CT provides a more detailed view of spinal anatomy and may allow for earlier detection of postoperative infections than plain radiographs. Endplate changes, bony lysis, and/or soft tissue fluid collections can indicate early infection (Fig. 98–2). As the infection progresses, more significant bony and intervertebral disc destruction may be seen. Implant-related artifact may distort the detail and limit the usefulness of CT scans in patients with spinal instrumentation. CT-guided biopsies can also be used to provide an aspirate for culture or tissue biopsy from infected soft tissue or bone as noted earlier.

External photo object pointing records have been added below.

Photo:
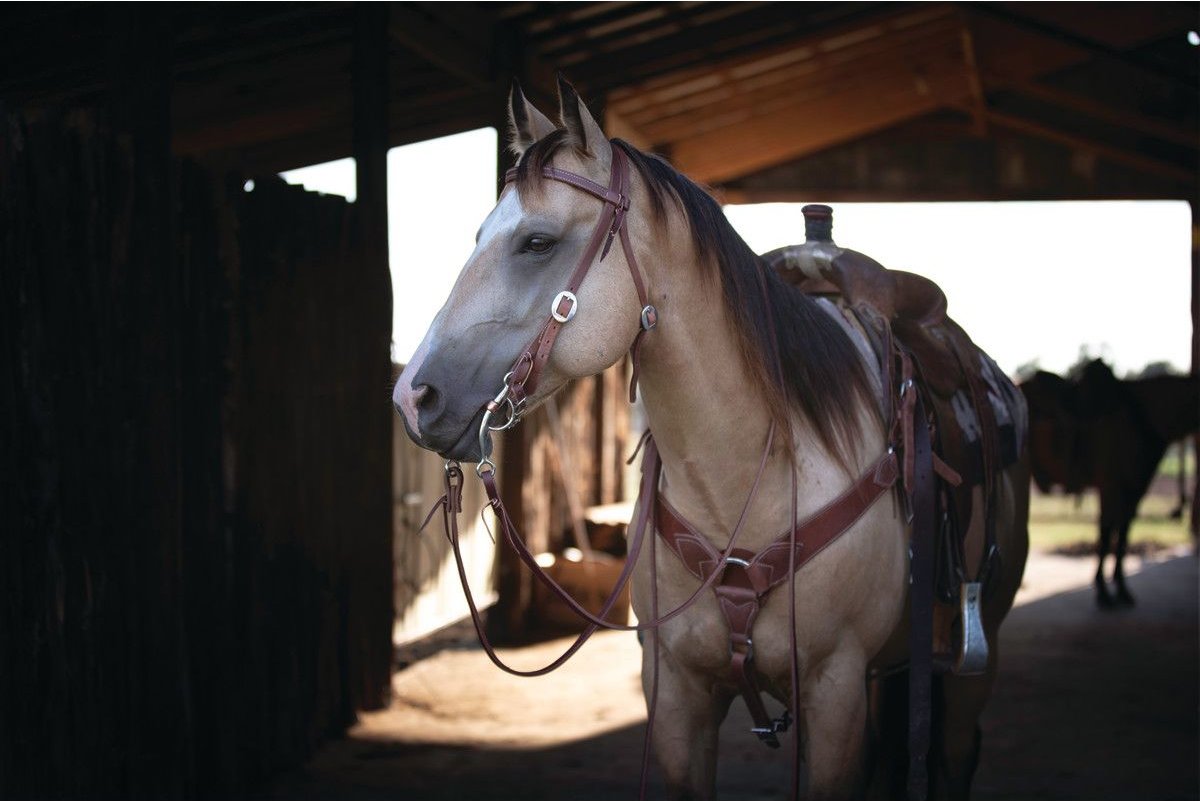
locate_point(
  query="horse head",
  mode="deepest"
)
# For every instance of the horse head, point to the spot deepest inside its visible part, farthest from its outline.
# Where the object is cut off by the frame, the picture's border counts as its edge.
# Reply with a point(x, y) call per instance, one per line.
point(517, 288)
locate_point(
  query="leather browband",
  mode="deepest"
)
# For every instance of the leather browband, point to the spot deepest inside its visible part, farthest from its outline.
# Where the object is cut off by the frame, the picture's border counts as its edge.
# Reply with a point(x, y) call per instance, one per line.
point(526, 371)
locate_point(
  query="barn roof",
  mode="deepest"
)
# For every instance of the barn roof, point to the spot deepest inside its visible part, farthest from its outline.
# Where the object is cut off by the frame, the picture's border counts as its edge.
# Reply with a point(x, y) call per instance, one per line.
point(760, 100)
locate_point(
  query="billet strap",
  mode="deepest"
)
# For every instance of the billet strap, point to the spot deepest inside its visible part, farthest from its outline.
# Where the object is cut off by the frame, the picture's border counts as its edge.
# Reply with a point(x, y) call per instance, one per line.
point(921, 592)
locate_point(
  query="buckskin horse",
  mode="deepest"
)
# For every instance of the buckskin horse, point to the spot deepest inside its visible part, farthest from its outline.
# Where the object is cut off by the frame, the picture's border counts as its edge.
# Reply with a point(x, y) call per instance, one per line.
point(1098, 431)
point(787, 432)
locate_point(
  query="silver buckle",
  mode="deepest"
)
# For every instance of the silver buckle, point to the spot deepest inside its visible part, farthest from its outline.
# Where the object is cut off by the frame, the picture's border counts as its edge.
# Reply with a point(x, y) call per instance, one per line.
point(558, 299)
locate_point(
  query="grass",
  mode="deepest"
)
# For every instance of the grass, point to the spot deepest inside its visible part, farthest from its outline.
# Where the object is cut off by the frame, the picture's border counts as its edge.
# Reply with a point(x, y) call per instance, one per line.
point(1063, 524)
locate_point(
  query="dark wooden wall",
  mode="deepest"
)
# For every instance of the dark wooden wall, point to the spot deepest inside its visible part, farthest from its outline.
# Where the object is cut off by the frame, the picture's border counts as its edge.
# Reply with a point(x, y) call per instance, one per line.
point(195, 470)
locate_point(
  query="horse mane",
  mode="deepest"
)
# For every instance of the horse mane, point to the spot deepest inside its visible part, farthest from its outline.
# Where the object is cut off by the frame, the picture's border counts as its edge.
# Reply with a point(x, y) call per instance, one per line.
point(796, 354)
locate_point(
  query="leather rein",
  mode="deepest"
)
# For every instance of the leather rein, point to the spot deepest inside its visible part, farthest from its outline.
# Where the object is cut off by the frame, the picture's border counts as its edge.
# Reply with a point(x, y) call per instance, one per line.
point(739, 591)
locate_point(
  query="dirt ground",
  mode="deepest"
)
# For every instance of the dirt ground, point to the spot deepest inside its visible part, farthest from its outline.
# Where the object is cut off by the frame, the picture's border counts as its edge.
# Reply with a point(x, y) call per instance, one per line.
point(1089, 705)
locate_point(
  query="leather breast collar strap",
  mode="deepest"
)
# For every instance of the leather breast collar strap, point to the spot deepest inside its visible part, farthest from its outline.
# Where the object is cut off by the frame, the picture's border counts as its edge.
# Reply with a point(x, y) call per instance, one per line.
point(526, 373)
point(749, 577)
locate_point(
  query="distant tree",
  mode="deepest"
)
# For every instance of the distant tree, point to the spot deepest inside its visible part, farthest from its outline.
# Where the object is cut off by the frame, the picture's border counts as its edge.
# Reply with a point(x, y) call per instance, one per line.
point(1029, 369)
point(1153, 369)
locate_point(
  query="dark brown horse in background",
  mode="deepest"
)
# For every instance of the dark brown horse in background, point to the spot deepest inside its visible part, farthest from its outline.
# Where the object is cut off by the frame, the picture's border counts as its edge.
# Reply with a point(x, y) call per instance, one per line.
point(1098, 431)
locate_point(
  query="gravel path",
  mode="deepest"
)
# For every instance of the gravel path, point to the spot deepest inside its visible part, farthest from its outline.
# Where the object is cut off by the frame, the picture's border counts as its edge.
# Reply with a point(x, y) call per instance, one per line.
point(1089, 705)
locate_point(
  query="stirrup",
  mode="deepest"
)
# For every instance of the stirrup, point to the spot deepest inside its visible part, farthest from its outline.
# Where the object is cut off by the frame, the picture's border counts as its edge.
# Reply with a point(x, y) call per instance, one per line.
point(972, 660)
point(767, 735)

Nuclear medicine studies are sometimes used to supplement other radiographic methods when working up a postoperative infection. Unlike magnetic resonance imaging (MRI) and CT, nuclear medicine studies are not limited by the implant-associated artifacts. Bone scans are often nonspecific and may show generalized uptake around the surgical site in a postoperative spinal infection.50 Although gallium-67 and technetium-99m scans provide early evidence of postoperative infections, their diagnostic value is somewhat compromised relative to studies evaluating the appendicular skeleton. Diagnosis of early postoperative disc space infection is better achieved with gallium-67 relative to technetium-99.51,52 Indium 111-labeled WBC scans will often have limited usefulness because of their poor specificity, particularly in the early postoperative period. Technetium-labeled ciprofloxacin, when combined with single photon emission computed tomography (SPECT), has been shown to have improved sensitivity and specificity over other nuclear medicine modalities, particularly if performed more than 6 months after surgery.53
MRI is the most important imaging modality when evaluating postoperative spinal infections. Because of its high contrast resolution, MRI with and without intravenous gadolinium contrast is the most effective imaging technique available. Relative to other imaging modalities, MRI is both highly sensitive (93%) and specific (96%) when evaluating spinal infections.54–56 As with other imaging techniques, it may be difficult to distinguish nonpathologic postoperative changes from infections on MRI scans obtained in the early postoperative period. Thus accuracy and reliability of the study is dependent on the elapsed time from the date of surgery, the level of clinical suspicion, and correlation with other diagnostic tools. Spinal instrumentation, particularly when composed of stainless steel, can cause significant MRI artifact and severely limit the diagnostic utility of the study.